Déportation : une Sarthoise accède au plus haut grade de la Légion d'Honneur

11 January 2017
Par Emilien Borderie
"43129" : c’est sous ce matricule qu’Andrée Dupont-Thiersault a été internée au camp de concentration des nazis à Ravensbrück en 1944. Plus de soixante-dix ans après les faits, celle qui a grandi à Assé-le-Boisne se voit remettre la Grand-Croix de la Légion d’Honneur à la préfecture de la Sarthe.

Elle faisait partie du "BOA", le "Bureau des Opérations Anti-aérienne" durant la seconde guerre mondiale. Ce qui a valu à Andrée Dupont-Thiersault d’être arrêtée sur ordre de l’occupant allemand pour être incarcérée à la prison des Archives au Mans, emmenée à Paris avec l'ensemble de ses "complices" de la Résistance française puis déportée jusqu’au camp de concentration pour femmes de Ravensbrück. Avant d’en être libérée en avril 1945 et de retrouver son village du nord Sarthe, Assé-le-Boisne.

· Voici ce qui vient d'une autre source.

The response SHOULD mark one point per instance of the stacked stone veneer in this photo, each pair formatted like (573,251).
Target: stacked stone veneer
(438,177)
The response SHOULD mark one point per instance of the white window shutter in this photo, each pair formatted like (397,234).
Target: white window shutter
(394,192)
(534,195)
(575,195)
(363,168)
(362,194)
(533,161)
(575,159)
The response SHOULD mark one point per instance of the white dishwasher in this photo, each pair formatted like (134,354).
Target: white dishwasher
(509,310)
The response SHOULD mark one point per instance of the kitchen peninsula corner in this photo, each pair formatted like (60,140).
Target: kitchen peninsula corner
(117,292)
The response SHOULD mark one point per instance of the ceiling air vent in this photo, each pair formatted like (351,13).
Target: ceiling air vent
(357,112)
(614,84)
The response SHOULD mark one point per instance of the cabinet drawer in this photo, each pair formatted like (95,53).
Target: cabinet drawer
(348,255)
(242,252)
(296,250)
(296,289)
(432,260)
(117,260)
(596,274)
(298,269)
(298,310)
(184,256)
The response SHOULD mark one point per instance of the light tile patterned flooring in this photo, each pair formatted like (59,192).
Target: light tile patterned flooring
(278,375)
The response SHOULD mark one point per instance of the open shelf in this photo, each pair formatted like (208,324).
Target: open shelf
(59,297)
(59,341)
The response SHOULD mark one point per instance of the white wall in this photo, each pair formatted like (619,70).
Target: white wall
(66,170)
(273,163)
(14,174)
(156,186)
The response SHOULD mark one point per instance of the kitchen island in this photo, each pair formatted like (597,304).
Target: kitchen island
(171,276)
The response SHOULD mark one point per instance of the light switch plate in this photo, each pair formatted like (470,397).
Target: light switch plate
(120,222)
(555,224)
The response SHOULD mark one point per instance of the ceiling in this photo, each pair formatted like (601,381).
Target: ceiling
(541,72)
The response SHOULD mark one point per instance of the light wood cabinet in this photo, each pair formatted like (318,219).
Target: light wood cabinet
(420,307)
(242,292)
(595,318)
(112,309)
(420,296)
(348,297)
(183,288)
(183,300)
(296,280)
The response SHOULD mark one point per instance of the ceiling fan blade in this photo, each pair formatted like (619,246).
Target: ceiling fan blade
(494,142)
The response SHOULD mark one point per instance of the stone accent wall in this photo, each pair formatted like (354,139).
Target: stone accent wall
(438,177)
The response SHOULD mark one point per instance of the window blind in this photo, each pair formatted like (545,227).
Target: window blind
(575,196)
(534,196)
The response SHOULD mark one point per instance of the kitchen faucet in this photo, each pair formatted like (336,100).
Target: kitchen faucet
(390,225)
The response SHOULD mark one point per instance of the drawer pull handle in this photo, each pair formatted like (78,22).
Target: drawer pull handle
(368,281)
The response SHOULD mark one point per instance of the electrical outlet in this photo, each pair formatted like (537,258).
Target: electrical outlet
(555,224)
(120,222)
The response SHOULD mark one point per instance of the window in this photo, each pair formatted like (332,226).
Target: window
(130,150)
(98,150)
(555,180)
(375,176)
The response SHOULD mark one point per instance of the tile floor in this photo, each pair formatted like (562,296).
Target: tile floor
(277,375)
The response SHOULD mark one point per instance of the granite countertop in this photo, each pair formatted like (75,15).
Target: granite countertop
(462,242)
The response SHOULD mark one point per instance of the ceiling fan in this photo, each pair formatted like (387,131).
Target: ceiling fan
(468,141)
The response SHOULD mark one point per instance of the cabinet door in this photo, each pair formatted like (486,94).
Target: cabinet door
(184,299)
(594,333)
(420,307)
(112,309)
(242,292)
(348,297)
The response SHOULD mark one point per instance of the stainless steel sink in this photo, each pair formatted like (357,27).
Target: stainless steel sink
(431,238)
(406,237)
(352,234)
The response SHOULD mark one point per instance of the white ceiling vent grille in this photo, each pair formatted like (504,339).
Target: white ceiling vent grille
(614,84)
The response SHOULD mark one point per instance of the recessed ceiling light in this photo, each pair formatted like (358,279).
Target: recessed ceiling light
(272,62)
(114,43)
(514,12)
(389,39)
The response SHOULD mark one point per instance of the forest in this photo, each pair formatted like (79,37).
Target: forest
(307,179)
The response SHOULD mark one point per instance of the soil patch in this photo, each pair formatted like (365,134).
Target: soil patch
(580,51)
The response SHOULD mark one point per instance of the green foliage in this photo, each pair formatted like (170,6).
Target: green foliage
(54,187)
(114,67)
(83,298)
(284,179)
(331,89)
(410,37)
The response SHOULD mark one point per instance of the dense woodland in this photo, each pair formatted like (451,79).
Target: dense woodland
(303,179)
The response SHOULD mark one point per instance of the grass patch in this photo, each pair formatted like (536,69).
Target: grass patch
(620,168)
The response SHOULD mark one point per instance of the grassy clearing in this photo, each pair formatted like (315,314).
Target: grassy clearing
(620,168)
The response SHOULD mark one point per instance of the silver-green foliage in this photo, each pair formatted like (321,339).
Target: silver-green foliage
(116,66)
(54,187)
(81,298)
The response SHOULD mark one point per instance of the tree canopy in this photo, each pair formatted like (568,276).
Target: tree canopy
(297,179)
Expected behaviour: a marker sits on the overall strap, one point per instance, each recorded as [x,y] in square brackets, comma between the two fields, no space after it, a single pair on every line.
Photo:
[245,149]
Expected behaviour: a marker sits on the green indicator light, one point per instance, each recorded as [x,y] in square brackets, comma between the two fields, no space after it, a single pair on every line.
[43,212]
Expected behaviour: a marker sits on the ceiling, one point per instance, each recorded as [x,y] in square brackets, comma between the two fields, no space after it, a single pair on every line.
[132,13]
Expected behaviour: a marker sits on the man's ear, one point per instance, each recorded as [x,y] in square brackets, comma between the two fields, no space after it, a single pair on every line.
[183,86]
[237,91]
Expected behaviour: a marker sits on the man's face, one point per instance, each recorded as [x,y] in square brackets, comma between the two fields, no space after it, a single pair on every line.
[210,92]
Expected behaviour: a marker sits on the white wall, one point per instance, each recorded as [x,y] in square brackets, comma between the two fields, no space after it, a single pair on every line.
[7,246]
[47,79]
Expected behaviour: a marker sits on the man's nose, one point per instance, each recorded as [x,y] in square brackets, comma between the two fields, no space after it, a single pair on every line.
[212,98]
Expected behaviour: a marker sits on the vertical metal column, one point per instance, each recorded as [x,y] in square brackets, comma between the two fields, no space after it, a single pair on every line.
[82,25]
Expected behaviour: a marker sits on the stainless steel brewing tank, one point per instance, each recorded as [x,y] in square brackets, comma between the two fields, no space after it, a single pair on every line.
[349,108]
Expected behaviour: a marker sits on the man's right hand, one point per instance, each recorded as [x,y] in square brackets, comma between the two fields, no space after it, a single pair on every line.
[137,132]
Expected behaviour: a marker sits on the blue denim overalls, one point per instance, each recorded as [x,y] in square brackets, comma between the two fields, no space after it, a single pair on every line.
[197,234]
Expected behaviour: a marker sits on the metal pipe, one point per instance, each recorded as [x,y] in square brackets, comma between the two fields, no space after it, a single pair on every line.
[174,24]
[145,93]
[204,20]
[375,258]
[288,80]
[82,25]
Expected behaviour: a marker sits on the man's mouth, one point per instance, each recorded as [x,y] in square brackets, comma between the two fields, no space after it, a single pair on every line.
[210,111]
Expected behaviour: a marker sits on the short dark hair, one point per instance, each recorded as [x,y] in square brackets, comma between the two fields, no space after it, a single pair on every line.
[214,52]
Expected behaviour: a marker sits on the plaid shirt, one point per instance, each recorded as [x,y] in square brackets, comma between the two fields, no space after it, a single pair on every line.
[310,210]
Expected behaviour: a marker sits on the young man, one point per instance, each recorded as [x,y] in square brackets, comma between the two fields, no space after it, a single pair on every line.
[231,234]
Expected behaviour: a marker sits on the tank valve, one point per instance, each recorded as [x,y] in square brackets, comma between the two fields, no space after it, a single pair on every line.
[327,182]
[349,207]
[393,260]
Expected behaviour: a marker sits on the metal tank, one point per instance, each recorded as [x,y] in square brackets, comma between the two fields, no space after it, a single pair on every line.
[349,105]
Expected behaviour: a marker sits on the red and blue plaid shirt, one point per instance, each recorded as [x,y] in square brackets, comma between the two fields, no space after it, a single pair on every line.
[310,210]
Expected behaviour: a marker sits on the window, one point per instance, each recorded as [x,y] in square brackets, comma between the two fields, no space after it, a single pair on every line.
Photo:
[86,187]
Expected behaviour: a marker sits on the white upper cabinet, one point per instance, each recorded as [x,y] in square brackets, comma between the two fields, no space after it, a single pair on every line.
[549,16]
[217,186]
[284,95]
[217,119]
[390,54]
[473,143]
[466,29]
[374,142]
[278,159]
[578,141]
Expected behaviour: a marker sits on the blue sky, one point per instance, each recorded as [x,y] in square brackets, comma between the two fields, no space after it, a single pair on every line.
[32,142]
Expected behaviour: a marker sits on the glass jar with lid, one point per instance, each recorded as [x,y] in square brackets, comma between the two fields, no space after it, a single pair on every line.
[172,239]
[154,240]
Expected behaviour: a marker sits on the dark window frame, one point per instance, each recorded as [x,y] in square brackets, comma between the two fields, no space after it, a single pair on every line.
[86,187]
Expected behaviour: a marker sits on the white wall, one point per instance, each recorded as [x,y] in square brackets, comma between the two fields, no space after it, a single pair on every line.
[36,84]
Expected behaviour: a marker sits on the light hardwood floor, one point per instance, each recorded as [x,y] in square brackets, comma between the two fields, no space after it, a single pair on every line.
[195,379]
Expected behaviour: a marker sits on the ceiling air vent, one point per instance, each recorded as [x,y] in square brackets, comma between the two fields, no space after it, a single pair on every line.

Déjà retournée à Ravensbrück

Andrée Dupont-Thiersault, aujourd’hui âgée de près de 90 ans, est déjà retournée à Ravensbrück, avec sa fille et selon sa volonté, en 2015. Ce vendredi 13 janvier, cette survivante des barbaries hitlériennes doit être décorée, en préfecture de la Sarthe, de l’insigne de commandeur de la Légion d'Honneur. C'est, dans la hiérachie de ce titre honorifique, la plus haute distinction qui soit. Quelque 70 personnes concernées. La cérémonie, prévue à 17h, se déroulera en présence de Marie-José Chombart de Lauwe, présidente de la Fondation pour la Mémoire de la Déportation.